Fatih Sultan Mehmet gibi İngilizce, Farsça, Slavca, Yunanca vb. birçok dili bilen bir kişiden bahsediyoruz; tamamı İngilizce olan yapımın birkaç sahnesinde bu dillerde de replikleriniz var. Sahneyi paylaştığınız Türkiye’den bir oyuncuya ‘paşa’yla başlayan bir cümleyi İngilizce devam ettirmek sizi rolünüze yabancılaştırıyor muydu, kaç take alıyordunuz örneğin?

CÜ: Tabii ki sette bizim de eğlendiğimiz yerler oluyordu ama yabancılaştığımı ya da yabancılaştığımızı söyleyemeyeceğim. Çünkü burada önemli olan bir ifadeyi iletirken dil düzleminde kalmamak, onun alt metinlerini ortaya çıkartmak. Söylediğimiz kelimelerin yüzeyselliklerini bir kenara bırakıp, asıl söylemeye çalıştığımız şeyi yani yürekten gelenin sesini dinlemeye ve onu iletmeye çalışmak. O zaman ne “paşalar” ne “sultanlar” bizi yabancılaştırabilir.

Kostümleri, set dizaynı, müzikleri, kısacası yarattığı bambaşka atmosferle tarihi ya da fantastik yapımlar, seyircilerin gönlünde ayrı bir yere sahip oluyor genelde. Bir izleyici olarak sizin en çok keyif aldığınız tarihi ya da fantastik yapımlar neler? Zaten Fatih Sultan Mehmet’le çok yüksek bir açılış yaptınız ama, gönlünüzde canlandırmak istediğiniz başka bir tarihi figür var mı?

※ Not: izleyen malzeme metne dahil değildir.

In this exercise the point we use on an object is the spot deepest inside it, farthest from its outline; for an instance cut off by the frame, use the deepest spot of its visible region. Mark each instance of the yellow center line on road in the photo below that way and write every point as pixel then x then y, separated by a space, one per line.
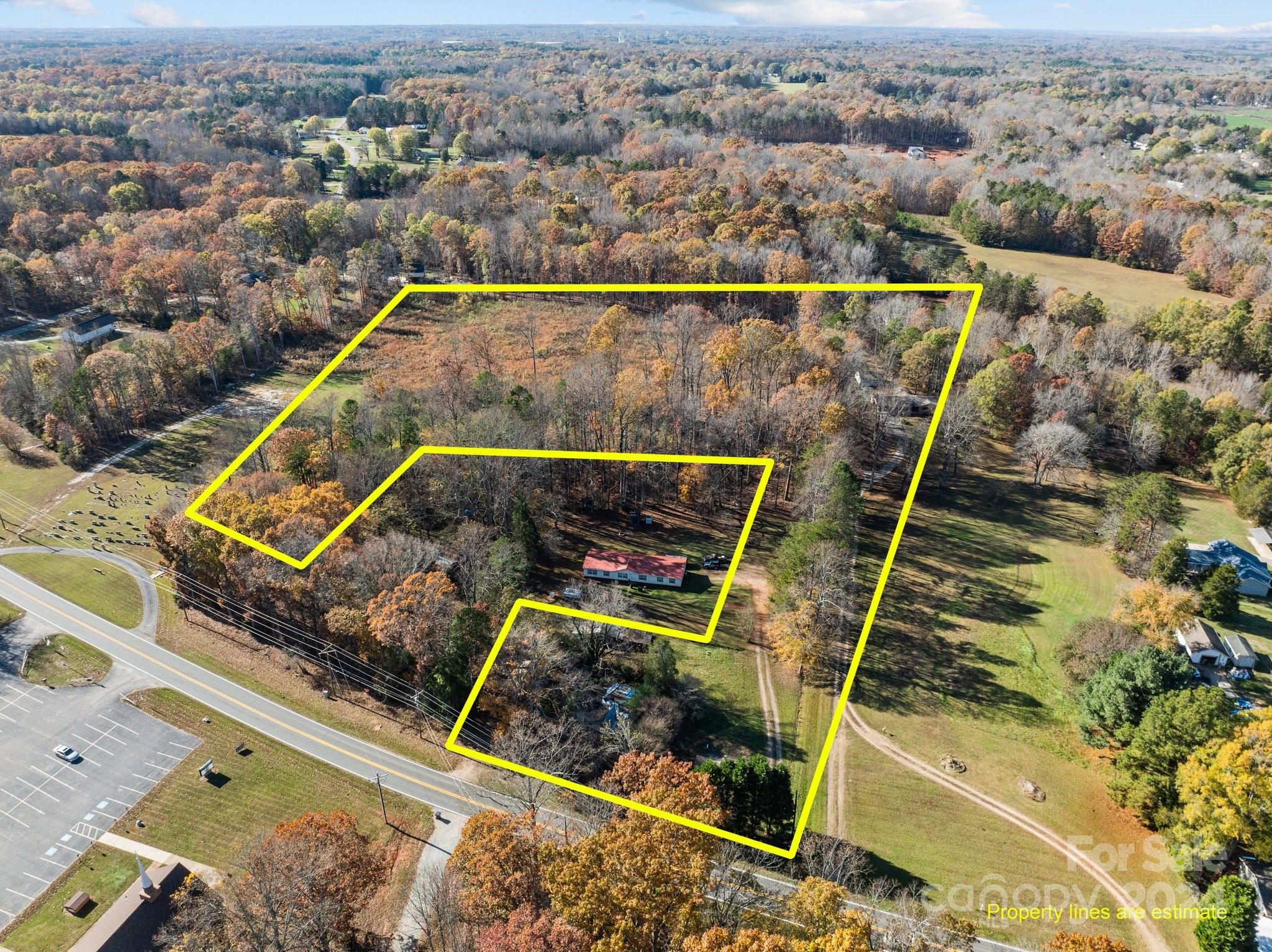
pixel 243 704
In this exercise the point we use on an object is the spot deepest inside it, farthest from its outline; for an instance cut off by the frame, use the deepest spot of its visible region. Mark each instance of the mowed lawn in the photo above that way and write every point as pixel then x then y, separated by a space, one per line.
pixel 63 660
pixel 97 586
pixel 216 823
pixel 962 659
pixel 103 874
pixel 1114 284
pixel 938 838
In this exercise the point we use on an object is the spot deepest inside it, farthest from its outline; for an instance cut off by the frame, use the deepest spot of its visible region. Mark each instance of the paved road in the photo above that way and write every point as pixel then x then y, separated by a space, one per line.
pixel 456 799
pixel 52 811
pixel 306 735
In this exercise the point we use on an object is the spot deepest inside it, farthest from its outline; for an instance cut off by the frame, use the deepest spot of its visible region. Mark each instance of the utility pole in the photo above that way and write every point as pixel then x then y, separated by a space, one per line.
pixel 381 788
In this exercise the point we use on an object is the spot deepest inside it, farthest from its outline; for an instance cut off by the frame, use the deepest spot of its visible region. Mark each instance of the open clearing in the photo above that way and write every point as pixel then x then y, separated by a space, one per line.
pixel 962 660
pixel 91 584
pixel 103 874
pixel 1114 284
pixel 63 661
pixel 216 824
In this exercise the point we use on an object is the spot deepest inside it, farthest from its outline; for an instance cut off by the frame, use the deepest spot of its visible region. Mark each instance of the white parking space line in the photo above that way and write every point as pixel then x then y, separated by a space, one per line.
pixel 14 819
pixel 20 802
pixel 54 778
pixel 91 745
pixel 39 790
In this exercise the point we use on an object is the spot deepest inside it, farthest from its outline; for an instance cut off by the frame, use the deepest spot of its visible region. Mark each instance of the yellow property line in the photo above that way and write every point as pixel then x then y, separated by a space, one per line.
pixel 452 741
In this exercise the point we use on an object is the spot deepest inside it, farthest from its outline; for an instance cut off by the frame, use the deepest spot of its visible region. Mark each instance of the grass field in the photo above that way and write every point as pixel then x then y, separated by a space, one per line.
pixel 216 823
pixel 1114 284
pixel 270 673
pixel 63 660
pixel 1248 117
pixel 93 585
pixel 924 835
pixel 962 660
pixel 103 874
pixel 9 613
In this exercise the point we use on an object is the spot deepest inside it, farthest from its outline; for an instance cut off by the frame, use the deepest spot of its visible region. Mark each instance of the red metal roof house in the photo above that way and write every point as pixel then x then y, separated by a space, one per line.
pixel 635 567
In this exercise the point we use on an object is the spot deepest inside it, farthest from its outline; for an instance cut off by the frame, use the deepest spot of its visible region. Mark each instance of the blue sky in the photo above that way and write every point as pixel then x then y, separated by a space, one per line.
pixel 1217 17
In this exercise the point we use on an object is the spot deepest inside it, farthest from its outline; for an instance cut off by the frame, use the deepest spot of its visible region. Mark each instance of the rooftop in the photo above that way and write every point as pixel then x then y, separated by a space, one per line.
pixel 640 563
pixel 1197 636
pixel 1222 552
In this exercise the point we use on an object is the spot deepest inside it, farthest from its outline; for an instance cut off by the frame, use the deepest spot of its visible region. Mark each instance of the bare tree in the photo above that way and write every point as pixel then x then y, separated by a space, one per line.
pixel 958 435
pixel 13 438
pixel 561 749
pixel 1143 445
pixel 435 910
pixel 1051 447
pixel 735 896
pixel 835 859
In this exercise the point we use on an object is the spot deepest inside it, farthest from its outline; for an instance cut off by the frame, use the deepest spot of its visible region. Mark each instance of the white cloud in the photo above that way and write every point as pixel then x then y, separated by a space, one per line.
pixel 160 16
pixel 849 13
pixel 81 8
pixel 1219 29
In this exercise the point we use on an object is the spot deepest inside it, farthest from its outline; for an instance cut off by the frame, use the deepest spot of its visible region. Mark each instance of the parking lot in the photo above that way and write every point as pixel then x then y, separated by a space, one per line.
pixel 50 810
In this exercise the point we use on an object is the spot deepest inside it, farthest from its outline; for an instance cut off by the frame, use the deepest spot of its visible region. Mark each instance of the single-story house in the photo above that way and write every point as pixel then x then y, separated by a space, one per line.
pixel 635 567
pixel 1261 540
pixel 1252 575
pixel 92 330
pixel 1240 651
pixel 1202 643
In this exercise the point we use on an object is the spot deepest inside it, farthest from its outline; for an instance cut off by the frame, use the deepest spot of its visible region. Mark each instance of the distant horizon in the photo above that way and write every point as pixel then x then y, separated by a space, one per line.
pixel 627 25
pixel 1224 18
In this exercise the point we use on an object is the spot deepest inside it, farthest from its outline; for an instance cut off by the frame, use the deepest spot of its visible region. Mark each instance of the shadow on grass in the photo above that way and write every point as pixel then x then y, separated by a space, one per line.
pixel 955 568
pixel 29 460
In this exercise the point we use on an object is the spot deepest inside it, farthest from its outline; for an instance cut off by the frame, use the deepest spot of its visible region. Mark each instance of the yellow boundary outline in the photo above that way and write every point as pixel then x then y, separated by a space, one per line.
pixel 767 465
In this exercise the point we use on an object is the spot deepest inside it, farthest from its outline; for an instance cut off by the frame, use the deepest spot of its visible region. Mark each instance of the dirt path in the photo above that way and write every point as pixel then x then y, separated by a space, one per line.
pixel 1074 857
pixel 760 595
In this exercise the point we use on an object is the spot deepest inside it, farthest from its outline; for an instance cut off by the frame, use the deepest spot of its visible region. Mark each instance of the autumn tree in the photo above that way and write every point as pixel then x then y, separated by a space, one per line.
pixel 1051 447
pixel 301 889
pixel 1156 610
pixel 1078 942
pixel 639 882
pixel 414 615
pixel 1227 788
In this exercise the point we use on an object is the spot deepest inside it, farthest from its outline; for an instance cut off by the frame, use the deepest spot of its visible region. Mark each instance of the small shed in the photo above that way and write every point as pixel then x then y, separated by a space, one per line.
pixel 1201 642
pixel 76 904
pixel 92 330
pixel 1240 651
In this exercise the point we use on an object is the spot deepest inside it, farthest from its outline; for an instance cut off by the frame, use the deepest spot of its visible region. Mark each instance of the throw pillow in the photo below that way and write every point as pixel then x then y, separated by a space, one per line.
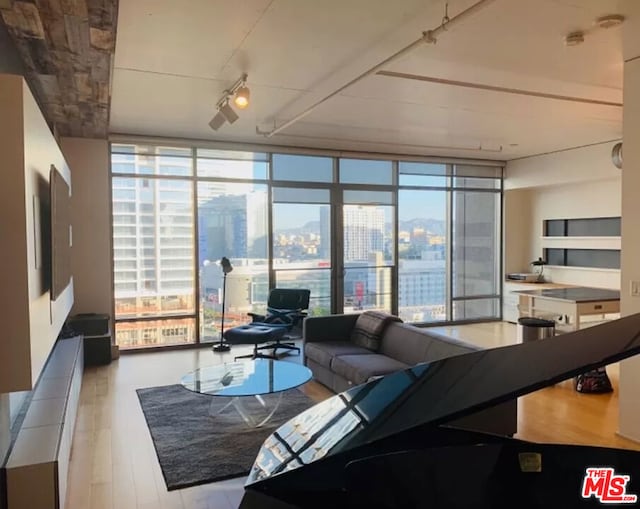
pixel 369 327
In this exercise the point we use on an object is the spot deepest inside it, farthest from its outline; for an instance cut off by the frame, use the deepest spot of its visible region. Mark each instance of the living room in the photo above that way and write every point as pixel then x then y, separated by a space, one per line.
pixel 502 89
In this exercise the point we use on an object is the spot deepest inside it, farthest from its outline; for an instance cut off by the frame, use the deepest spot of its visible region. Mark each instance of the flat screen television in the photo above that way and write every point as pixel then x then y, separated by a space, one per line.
pixel 60 233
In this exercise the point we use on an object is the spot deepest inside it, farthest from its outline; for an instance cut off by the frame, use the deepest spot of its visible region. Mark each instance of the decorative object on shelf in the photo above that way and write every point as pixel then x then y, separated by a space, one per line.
pixel 538 268
pixel 226 266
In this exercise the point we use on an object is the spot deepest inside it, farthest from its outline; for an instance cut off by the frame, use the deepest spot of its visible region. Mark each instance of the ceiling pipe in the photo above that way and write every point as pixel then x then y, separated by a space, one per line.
pixel 428 37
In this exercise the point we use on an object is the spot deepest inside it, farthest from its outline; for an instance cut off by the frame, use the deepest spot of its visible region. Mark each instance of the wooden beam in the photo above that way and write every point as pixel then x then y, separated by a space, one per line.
pixel 67 47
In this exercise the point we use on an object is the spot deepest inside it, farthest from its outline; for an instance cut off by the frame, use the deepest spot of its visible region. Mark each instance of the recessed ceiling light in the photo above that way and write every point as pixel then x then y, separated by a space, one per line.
pixel 609 21
pixel 574 38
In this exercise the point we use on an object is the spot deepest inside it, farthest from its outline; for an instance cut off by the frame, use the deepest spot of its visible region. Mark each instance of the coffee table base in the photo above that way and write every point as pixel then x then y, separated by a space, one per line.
pixel 253 418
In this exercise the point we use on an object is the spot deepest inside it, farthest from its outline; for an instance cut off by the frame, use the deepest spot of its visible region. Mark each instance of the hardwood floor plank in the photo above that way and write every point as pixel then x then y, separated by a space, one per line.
pixel 101 496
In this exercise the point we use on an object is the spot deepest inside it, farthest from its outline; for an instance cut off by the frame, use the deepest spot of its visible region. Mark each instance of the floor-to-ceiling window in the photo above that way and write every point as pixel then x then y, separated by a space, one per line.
pixel 417 238
pixel 423 242
pixel 302 226
pixel 153 234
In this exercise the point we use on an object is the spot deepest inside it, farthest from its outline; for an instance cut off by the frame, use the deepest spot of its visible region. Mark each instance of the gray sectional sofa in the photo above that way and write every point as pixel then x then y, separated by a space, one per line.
pixel 340 364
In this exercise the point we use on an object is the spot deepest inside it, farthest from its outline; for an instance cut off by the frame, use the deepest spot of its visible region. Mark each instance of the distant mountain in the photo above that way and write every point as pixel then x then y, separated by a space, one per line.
pixel 435 226
pixel 310 227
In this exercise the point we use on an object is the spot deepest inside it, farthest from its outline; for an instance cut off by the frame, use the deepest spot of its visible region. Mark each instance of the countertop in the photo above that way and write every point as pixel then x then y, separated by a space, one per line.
pixel 574 294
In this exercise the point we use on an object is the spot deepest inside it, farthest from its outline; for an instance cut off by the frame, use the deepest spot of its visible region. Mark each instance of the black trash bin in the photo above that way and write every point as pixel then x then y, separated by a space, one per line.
pixel 532 329
pixel 97 336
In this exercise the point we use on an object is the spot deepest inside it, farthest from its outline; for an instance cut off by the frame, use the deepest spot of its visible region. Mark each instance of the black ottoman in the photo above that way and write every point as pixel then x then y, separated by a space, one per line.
pixel 254 335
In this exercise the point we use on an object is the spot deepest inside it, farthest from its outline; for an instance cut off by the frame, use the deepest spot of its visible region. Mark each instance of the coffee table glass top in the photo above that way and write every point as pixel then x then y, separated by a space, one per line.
pixel 247 378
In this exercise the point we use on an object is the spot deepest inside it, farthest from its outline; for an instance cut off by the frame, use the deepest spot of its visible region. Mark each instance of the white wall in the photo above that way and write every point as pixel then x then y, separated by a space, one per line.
pixel 91 220
pixel 31 321
pixel 574 166
pixel 629 423
pixel 517 231
pixel 577 183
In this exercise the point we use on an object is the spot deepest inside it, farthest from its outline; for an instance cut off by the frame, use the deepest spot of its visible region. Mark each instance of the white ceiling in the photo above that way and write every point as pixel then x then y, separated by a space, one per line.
pixel 174 60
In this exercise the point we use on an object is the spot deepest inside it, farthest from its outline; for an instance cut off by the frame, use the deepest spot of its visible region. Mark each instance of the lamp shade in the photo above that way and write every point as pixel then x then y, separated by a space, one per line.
pixel 241 99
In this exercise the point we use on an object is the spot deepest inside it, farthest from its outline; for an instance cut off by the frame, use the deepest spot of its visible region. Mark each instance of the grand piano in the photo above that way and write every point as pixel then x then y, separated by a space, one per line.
pixel 387 443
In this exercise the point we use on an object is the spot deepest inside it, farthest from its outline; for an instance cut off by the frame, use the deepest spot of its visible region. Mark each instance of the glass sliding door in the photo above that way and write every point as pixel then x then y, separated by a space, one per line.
pixel 475 255
pixel 423 241
pixel 368 250
pixel 422 255
pixel 302 243
pixel 153 239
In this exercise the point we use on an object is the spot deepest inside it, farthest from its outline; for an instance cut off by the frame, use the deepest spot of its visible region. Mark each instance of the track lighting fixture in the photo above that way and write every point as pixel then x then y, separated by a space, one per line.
pixel 242 97
pixel 228 113
pixel 240 93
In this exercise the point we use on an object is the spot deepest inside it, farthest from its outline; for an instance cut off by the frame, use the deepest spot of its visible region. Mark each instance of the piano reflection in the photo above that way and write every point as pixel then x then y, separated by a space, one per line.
pixel 387 443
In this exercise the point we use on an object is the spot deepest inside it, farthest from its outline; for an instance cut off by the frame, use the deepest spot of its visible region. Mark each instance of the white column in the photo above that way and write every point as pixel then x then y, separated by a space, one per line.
pixel 629 425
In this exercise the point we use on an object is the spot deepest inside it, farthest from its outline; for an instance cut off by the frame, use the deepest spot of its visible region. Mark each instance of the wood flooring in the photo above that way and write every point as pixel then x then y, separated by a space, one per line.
pixel 114 465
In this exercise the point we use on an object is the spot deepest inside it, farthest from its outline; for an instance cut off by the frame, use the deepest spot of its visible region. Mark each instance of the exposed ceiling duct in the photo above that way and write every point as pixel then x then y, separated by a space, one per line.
pixel 428 37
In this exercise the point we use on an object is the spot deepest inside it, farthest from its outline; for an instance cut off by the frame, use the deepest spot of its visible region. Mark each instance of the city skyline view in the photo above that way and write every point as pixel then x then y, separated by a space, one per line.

CÜ: Benim için en muhteşem yapım Samsara ve Baraka ardından, Schindler’s List, Amadeus, Into the Wild, Capote, Gladiator, The Elephant Man, Munich, Son of Saul ve daha pek çok film hem tarihsel arka planı hem de kurgusal gücü ile en sevdiğim ana akım filmlerinden. Aklımda tabii ki etkilendiğim, oynamayı istediğim pek çok tarihi figür var ama doğru bir senaryo olmadan şu şudur, demek mümkün değil.

Aslında tiyatro temelli bir oyuncusunuz, hatta 2017 yılında 21. Yapı Kredi Afife Tiyatro Ödülleri’nde “Yılın En Başarılı Genç Kuşak Sanatçısı” ödülüne layık görülmüştünüz. Ufukta sizi izleyebileceğimiz yeni oyunlar var mı? Netflix’te güzel bir momentum yakalamışken bir daha TV dizisi yapmayı düşünür müydünüz?

CÜ: Bu sezonun başında Evlat oyununa başladık, o devam ediyor. Onun dışında şimdilik görünürde herhangi bir dizi ya da sinema projesi yok.